The Neuroscience of Motivation


Background Information

The neuroscience of motivation studies how the environment and daily events activate specific brain structures and how these are associated with the motivational states that energize, direct, and sustain behavior (Carver & Scheier, 1998). Our evolving understanding of the human brain provides new clues as to what makes specific individuals more motivated than others – whether it be an employee working harder at their job or students engaging more in learning than peers.


The chemical dopamine primarily deals with motivation. Dopamine generates positive and negative motivation depending on where in the brain it is acting. High dopamine levels concentrated in one area of the brain drive individuals to work hard for a reward; high levels in another drive them to reject that effort. This discrepancy is because dopamine is a reward neurotransmitter and conveys what neuroscientists label “motivational salience.” Dopamine transmits signals in response to rewards. It also signals responses to salient, non-rewarding stimuli like stress or aversion. Dopamine motivates us either toward or away from something” (Berridge, 2004, 2018). Dopamine neurons connect distinct brain networks and have distinct roles in motivational control, e.g., supporting brain networks for seeking evaluation and value learning. In contrast, others support orienting, cognition, and general motivation (Bromberg, 2010). 


The cortical brain contains conscious and deliberate motivations, including goals, plans, strategies, values, and beliefs about the self. Some cortical brain structures involve motivation and emotional states (Reeve, 2018). The subcortical brain involves memory, emotion, pleasure, and hormone production. Structures in the cortical and subcortical brain are linked by a network of neural pathways that communicate with each other. As part of the nervous system, these brain structures use neurotransmitters to interact, while the endocrine system relies on hormones such as cortisol, oxytocin, and testosterone important for motivation (Reeve, 2018). Neuroplasticity is the capacity of neural networks in the brain to alter their connections and behavior in reaction to new information, sensory stimulation, development, damage, or dysfunction (Ceruto, 2018). Measuring motivation includes many approaches, such as observable responses, cognitive responses like the speed of recall or quality of perception, analyzing self-reports of one’s experience, and behavioral measures such as task performance and brain activation.



Set achievable goals by breaking big goals down into a series of smaller, more achievable ones.

Engage in framing. which means folk do not like being told to do something they don’t want to, but when one is enthusiastic about achieving a goal for intrinsic reasons, work becomes enjoyable.
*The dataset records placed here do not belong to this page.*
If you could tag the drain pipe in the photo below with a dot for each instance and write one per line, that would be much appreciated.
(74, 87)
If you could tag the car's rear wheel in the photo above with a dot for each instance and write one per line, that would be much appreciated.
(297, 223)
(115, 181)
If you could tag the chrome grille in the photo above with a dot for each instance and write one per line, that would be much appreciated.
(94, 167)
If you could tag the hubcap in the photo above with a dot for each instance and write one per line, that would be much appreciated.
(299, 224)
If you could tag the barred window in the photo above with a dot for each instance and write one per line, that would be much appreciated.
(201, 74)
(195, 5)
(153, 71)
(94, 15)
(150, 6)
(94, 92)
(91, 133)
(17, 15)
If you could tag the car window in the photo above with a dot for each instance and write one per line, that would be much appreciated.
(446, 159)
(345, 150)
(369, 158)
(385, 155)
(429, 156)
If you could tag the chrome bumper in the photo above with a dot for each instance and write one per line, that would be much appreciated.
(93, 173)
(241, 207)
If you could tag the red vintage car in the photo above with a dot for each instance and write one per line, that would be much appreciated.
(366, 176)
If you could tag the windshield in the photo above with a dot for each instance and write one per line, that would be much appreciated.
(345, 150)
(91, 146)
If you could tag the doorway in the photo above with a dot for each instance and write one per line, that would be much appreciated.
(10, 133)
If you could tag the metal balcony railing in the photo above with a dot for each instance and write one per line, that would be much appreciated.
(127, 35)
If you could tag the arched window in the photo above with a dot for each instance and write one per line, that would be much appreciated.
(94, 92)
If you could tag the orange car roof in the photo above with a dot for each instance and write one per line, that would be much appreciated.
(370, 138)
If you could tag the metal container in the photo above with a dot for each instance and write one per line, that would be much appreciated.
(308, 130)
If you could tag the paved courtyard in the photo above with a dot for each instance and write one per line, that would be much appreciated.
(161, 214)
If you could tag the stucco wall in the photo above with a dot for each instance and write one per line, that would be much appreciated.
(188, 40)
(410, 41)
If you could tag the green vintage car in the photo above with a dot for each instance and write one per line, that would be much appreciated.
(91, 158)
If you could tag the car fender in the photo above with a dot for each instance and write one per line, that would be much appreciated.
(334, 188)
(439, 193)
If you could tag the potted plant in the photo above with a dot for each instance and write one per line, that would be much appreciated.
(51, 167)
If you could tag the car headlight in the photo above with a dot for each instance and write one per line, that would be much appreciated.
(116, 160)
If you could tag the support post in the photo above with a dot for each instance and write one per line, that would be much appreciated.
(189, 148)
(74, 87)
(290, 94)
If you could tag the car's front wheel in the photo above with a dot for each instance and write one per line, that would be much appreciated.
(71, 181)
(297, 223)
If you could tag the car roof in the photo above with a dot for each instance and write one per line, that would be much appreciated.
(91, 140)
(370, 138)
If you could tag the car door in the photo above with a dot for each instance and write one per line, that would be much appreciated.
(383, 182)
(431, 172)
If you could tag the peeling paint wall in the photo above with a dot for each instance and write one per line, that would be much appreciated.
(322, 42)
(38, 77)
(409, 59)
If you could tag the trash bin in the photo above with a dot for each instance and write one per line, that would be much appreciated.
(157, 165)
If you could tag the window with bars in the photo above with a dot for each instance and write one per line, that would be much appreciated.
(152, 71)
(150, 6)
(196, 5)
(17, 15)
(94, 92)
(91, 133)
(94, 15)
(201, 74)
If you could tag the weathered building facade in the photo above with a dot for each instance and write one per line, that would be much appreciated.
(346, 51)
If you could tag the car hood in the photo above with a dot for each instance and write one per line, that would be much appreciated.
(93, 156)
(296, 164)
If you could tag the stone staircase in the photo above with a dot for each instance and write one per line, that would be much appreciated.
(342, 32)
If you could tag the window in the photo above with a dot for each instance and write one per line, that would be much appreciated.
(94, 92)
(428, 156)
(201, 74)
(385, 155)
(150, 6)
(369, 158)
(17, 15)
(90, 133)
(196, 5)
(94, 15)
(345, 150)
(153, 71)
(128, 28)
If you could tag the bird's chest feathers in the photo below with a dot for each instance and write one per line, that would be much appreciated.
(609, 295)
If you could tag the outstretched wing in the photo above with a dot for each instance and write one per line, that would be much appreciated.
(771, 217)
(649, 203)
Thus, rather than dwell on what one has to do, reframe the task as a goal one wants to achieve.

Given the following list of the subcortical brain structures and how they are involved in motivation and emotional states (Reeve, 2018), engage in discussing this content with teachers and peers for the purpose of becoming familiar with this information.

Reticular formation  -  Regulates arousal, alertness, and the neural process of awakening the brain’s motivational and emotional concerns.


Amygdala -  Detects, learns about, and responds to the stimulus properties of environmental objects, including both threat-eliciting and reward-eliciting associations.


Basal ganglia - Contribute to the motivational invigoration and inhibition

of movement and action.

Ventral striatum - The brain’s reward center.


Ventral tegmental area - Manufactures and releases dopamine that is received by the nucleus accumbens to produce pleasure and liking.


Hypothalamus - Responsive to natural rewards in the regulation of eating, drinking, and mating, and it also regulates both the endocrine and autonomic nervous systems.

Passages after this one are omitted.